Summary
In a recent IBM DeveloperWorks, Elliotte Rusty Harold presents the concept of fuzzy testing: A technique that checks program behavior in the presence of arbitrary input.
Advertisement
One seldom-mentioned side-effect of developers testing their own code is that most unit tests tend focus on conditions that developer anticipate. According to Elliotte Rusty Harold's IBM DeveloperWorks article, Fuzz Testing, real world conditions throw a more diverse, and less predictable, set of errors at code.
While the article mainly focuses on detecting errors when reading from files, the technique of "fuzz testing" can be applied more generally:
In fuzz testing, you attack a program with random bad data (aka fuzz), then wait to see what breaks. The trick of fuzz testing is that it isn't logical: Rather than attempting to guess what data is likely to provoke a crash (as a human tester might do), an automated fuzz test simply throws as much random gibberish at a program as possible. The failure modes identified by such testing usually come as a complete shock to programmers because no logical person would ever conceive of them.
Harold outlines a simple process to perform fuzz testing in the context of reading from input files:
Prepare a correct file to input to your program.
Replace some part of the file with random data.
Open the file with the program.
See what breaks.
This concept can be extended to, say, Web applications, by feeding an input stream containing arbitrary data to a servlet.

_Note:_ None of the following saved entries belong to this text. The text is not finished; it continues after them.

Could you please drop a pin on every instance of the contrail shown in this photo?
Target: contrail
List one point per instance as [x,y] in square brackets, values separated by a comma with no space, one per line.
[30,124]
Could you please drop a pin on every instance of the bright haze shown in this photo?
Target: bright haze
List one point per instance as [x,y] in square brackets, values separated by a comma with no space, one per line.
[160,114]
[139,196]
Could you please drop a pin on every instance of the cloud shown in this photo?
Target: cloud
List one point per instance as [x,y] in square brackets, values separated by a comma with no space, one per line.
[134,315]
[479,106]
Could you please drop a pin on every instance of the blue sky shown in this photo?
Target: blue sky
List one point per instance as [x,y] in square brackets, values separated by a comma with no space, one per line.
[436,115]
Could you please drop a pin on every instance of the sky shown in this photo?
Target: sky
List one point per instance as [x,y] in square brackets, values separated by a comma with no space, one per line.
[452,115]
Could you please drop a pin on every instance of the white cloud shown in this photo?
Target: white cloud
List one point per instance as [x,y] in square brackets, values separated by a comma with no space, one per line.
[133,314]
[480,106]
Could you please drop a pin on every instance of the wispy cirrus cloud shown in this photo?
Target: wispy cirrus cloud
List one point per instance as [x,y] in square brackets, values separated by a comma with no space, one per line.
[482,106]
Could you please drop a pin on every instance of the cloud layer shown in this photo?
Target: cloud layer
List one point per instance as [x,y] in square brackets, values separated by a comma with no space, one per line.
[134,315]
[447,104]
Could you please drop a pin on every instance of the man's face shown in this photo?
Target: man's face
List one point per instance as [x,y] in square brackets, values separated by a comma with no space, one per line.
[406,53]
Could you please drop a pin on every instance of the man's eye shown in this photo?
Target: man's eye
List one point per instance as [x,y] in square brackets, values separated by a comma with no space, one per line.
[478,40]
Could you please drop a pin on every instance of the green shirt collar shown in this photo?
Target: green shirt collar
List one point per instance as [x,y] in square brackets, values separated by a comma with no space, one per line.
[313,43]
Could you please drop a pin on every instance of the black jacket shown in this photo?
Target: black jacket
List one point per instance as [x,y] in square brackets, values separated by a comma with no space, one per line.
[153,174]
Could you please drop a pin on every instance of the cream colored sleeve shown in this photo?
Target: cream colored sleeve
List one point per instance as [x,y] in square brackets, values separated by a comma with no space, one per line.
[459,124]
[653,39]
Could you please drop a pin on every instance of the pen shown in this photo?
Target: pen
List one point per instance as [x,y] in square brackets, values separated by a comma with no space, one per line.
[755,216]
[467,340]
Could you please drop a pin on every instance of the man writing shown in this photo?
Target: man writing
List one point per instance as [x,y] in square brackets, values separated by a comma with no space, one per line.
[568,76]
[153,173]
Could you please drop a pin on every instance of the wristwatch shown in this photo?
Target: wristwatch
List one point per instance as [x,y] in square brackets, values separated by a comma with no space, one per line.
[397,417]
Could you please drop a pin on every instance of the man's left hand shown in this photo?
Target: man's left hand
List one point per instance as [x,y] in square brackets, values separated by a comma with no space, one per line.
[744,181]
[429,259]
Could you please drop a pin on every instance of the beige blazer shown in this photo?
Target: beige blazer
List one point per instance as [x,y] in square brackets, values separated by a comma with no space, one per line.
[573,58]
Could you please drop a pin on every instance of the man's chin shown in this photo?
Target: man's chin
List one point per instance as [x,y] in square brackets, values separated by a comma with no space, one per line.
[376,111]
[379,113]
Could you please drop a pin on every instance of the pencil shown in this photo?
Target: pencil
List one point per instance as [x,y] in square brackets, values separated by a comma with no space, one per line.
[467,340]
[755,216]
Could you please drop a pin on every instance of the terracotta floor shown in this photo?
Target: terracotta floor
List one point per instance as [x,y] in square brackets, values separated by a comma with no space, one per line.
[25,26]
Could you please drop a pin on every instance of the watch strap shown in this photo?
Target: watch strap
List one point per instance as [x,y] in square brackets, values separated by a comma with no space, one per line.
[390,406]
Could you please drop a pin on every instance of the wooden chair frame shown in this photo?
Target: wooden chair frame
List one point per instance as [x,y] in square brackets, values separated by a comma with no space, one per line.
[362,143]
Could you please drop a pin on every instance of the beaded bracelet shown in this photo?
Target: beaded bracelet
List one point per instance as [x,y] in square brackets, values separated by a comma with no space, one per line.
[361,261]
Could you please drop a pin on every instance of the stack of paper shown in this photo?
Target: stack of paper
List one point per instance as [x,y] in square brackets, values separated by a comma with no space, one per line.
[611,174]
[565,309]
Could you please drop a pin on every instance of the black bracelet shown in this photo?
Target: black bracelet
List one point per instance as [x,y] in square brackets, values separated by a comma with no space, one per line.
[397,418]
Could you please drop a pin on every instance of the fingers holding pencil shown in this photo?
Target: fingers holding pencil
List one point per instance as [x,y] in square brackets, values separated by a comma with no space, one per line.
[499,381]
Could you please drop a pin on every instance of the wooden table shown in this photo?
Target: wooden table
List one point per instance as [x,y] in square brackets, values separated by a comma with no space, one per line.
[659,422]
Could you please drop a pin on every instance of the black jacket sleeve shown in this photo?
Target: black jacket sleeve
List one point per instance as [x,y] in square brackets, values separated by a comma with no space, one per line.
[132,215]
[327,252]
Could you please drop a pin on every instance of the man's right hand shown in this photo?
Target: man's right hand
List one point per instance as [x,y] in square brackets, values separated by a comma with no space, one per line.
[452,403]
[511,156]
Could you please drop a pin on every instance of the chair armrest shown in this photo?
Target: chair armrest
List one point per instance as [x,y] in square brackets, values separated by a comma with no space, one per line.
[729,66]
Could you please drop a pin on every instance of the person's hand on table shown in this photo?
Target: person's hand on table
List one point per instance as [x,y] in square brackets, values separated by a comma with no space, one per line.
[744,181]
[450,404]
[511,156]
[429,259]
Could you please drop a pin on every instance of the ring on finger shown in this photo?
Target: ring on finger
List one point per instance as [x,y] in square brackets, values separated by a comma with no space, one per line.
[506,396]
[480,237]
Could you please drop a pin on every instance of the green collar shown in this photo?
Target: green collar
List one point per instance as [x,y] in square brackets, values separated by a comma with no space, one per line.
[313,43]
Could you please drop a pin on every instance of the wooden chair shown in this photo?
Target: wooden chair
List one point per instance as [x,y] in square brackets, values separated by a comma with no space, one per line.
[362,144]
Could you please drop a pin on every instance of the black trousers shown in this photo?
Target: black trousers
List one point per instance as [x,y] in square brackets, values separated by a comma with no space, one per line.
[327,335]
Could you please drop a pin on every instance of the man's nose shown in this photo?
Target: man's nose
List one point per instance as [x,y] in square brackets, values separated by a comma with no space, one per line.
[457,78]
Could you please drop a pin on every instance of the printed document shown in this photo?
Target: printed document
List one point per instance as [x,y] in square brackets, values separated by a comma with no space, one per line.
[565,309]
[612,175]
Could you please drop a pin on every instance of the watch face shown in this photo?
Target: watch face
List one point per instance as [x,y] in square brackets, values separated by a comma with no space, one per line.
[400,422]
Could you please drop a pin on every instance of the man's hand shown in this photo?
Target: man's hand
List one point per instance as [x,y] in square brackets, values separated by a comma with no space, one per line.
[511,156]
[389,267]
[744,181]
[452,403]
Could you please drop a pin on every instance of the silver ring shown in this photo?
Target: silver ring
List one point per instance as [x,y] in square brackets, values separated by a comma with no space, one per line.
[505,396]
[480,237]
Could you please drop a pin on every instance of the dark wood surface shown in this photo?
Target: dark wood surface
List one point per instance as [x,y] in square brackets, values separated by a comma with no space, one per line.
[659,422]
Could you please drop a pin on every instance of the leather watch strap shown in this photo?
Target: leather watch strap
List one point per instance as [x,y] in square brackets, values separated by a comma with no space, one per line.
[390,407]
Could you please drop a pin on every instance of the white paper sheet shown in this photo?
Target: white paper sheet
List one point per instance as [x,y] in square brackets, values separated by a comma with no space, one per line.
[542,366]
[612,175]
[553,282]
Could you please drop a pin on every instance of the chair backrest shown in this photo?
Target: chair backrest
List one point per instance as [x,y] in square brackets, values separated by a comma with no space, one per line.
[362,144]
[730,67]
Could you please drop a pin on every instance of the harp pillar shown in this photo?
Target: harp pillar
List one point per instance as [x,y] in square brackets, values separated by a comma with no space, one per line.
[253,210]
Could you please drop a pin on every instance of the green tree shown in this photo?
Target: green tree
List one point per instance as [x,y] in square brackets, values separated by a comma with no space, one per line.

The key point in Harold's article is that providing arbitrary data to an application approximates possible real-life input, and can be a valuable addition to unit tests. Such inputs also force the developer to code defensively, by anticipating all sorts of invalid input.
One question that comes to mind reading Harold's article, is just how far one should go in testing an application with arbitrarily complex input. In a Web application, the main input comes via an input stream, and the application can respond to different kinds of errors in widely differing ways.
For instance, most application frameworks provide an automatic conversion of HTTP parameters to Strings—but how many frameworks actually check the potential size of input that would be converted to a String?
To what extent do you check your application's behavior, for instance, in the presence of an infinitely long input parameter? And to what extent do you rely on frameworks, such as the Servlet API, doing the right things with that sort of input?